Hutan Flond berada dibarat Kota Arista, hutan tersebut ditumbuhi berbagai macam tumbuhan, dihutan itu juga tertanam bunga-bunga cantik yang membuat siapa saja terpana, hutan Flond sering disebut sebagai hutan surga karena keindahan alamnya dan menjadi hutan yang aman bahkan sampai tidak ada monster atau hewan buas disana.
Aslan sudah berada dihutan Flond, ia tengah mencari jejak dari gadis kecil yang dimaksud dalam misinya namun hampir setangah jam ia tidak menemukan jejak sama sekali.
"Tunggu, bukankah ia pergi mencari apel emas dan pohon apel emas berada dihutan yang lebih dalam lagi, berarti aku harus pergi kesana."
Aslan segera pergi ke hutan yang lebih dalam, semakin dalam ia memasuki hutan semakin indah pula hutan tersebut. Aslan sampai terpana dan ingin beristirahat sambil menikmati keindahan tersebut namun ia teringat dengan misinya.
Tak jauh dari tempat Aslan berdiri ada sebuah pohon yang daun dan buahnya berwarna emas, Aslan yakin bahwa itu adalah pohon dari apel emas.
Aslan pun menghampiri pohon tersebut lalu ia mengamati sekitar dan tiba-tiba ia melihat sebuah jepit rambut yang tergeletak ditanah. Aslan segera mengambilnya lalu ia mengamati jepit rambut tersebut.

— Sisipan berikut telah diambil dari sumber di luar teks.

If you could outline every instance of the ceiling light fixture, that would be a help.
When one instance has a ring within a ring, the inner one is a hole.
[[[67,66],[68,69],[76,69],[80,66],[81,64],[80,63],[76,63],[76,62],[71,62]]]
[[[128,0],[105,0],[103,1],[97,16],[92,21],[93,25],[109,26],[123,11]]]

"Aku yakin ini milik gadis itu, tapi kemana gadis itu pergi?"
Aslan mengelilingi pohon apel emas tersebut untuk mencari jejak lagi namun ia sama sekali tidak menemukan jejak baru, Aslan melihat ke pohon tersebut lalu ia menaikan alis saat melihat ada sebuah ranting pohon yang mengeluarkan getah.
"Ranting pohon baru saja patah dan aku yakin itu pasti ulah gadis kecil tersebut. Kalau bagitu kemungkinan gadis kecil itu ingin diculik lalu ia mematahkan ranting pohon tersebut untuk dijadikan senjata namun dengan usia gadis itu aku tidak yakin bahwa ia akan menang melawan penculik tersebut."
Aslan pun segera mencari patahan ranting tersebut lalu ia menemukan sebuah ranting pohon dibalik semak-semak, dari ranting tersebut Aslan langsung mengetahui kearah mana gadis tersebut pergi.
Aslan pun segera pergi kearah yang ditunjukan ranting tersebut, setelah berjalan beberapa lama akhirnya ia menemukan sebuah gubuk.
Aslan berjalan mengendap-ngendap mendekati gubuk tersebut lalu ia melihat kedalam gubuk tersebut melalui sebuah celah yang ada digubuk tersebut.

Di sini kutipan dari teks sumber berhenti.